As they continued to wait, Mrs. Holthoff told her husband that she felt as if she was dying.

“I think she actually started saying that she thought she was dying in the waiting room outside,” Gunter continued. “He said, ‘I think I’m dying. Don’t leave me to die here.'”

His wife was then taken to a room with a bed but no medical equipment. A nurse checked her blood pressure and found it was alarmingly low.

She then received more urgent care, and a doctor came to see her. An x-ray was prepared, but she could not breathe.

“The next thing is [her] eyes rolled back, and her chest started to heave. Something started ringing,” he said. “Next thing you hear on the PA, ‘code blue, code blue on X-ray.'”

“Even if she survived at that time … spent too much time without sufficient blood flow to the brain and vital organs. It wasn’t going to be a life worth living,” he said.

Holthoff said the system is “obviously broken” and “we need a change” as “I don’t want anyone else to go through it.”

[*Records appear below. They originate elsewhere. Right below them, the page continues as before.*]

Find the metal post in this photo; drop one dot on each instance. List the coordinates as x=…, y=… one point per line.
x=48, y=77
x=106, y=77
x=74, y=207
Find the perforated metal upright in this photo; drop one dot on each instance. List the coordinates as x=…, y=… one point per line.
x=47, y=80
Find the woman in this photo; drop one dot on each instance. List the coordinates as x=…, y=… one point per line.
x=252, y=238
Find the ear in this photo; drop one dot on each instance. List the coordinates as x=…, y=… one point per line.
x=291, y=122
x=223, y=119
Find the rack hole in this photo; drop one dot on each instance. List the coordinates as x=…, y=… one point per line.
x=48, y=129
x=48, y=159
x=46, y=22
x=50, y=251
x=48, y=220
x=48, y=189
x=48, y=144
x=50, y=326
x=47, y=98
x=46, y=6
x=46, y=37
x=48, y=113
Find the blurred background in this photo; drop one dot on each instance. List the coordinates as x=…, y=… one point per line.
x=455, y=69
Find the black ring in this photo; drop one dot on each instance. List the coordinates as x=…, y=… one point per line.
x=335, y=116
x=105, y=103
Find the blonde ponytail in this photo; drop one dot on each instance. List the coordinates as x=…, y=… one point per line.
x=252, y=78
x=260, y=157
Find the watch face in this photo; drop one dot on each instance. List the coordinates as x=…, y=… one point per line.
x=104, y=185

Elizabeth Smith-McCrossin, a local MLA, wrote a letter to the provincial health minister requesting an “urgent investigation” into the case.

Alexandra Rose, a provincial coordinator for the Nova Scotia Health Coalition, said the situation was dire, and the province’s health system was in “bad trouble.”

“It’s so scary. And we have to ask, when is the breaking point? Is this the breaking point now that someone is dead? It was a senseless death,” she said.